As law, the EFCA would provide for arbitration if a contract is not achieved within 120 days—90 days for labor-management negotiations followed by federal mediation for 30 days. It would then mandate mandate a two-year minimum contract.


The third major provision of the act would triple back-pay damages if an employer is found to have fired employees for union activity. It would also require the NLRB to file a federal court injunction against an employer if it finds reasonable evidence of illegal company action against a union drive. Fines of up to $20,000 for a company’s violations are in the EFCA. Presently, there are no civil fines.


It is no wonder that corporate America is vehemently opposed to the EFCA. Littler Mendelson, one of the largest anti-union law firms, admits, “The EFCA, if passed, would dramatically change the legal landscape and shift the balance of power in organizing campaigns and negotiations for first contracts in favor of unions.
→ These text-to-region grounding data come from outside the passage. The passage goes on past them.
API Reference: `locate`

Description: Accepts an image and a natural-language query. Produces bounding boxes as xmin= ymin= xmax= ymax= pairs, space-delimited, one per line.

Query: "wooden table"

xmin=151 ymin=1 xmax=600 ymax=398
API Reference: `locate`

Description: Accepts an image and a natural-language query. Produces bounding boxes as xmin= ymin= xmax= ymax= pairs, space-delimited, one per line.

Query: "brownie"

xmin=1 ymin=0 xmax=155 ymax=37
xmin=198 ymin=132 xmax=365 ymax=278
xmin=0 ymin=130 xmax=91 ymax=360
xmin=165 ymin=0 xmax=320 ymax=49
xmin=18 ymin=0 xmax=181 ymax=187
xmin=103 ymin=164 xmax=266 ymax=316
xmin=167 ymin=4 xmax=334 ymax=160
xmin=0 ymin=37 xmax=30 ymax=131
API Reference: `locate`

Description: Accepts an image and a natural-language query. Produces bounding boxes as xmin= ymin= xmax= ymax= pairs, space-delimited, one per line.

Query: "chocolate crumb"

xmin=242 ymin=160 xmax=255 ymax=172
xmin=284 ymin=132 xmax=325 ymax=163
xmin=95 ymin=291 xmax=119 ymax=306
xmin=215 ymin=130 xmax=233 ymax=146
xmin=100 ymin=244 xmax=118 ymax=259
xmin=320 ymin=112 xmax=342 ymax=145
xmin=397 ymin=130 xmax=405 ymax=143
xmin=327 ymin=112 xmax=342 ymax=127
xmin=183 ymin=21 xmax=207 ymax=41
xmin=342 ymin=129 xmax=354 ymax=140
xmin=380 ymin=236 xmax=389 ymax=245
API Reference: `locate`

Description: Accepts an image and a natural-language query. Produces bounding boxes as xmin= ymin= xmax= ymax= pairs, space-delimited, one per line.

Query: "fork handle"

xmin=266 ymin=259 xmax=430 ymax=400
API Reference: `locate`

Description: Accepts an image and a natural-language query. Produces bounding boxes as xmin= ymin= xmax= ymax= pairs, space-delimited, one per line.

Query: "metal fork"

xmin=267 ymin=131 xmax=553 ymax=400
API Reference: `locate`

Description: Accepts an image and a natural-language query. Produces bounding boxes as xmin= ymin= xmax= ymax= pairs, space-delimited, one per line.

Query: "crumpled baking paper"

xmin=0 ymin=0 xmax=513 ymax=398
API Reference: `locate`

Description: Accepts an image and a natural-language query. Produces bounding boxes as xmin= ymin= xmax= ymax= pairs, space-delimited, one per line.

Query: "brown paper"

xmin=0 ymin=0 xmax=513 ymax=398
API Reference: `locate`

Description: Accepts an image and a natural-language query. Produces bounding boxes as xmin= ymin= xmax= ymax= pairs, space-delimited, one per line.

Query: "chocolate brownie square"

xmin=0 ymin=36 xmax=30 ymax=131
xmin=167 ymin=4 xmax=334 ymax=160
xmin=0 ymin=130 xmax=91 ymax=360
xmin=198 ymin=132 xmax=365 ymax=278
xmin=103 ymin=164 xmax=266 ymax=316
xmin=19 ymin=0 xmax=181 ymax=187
“Unions are fully aware that they will be more successful in increasing their numbers through the card check process, and the mandatory arbitration process will protect them from failing to gain a first contract. That is why unions see the EFCA as the most important legislation that has been before Congress in years.”


While the bill was filibustered and failed in the Senate in 2007, this year the EFCA stands a better chance of passing both houses. The AFL-CIO and Change to Win unions are mobilizing members and non-union workers to call their representatives and urge passage.


The EFCA would be a substantial victory and represents the potential of a broad expansion of union rights. It comes as a direct response to the capitalist economic crisis. It should be welcomed as an opportunity to intensify the struggles of working people against the ruling class.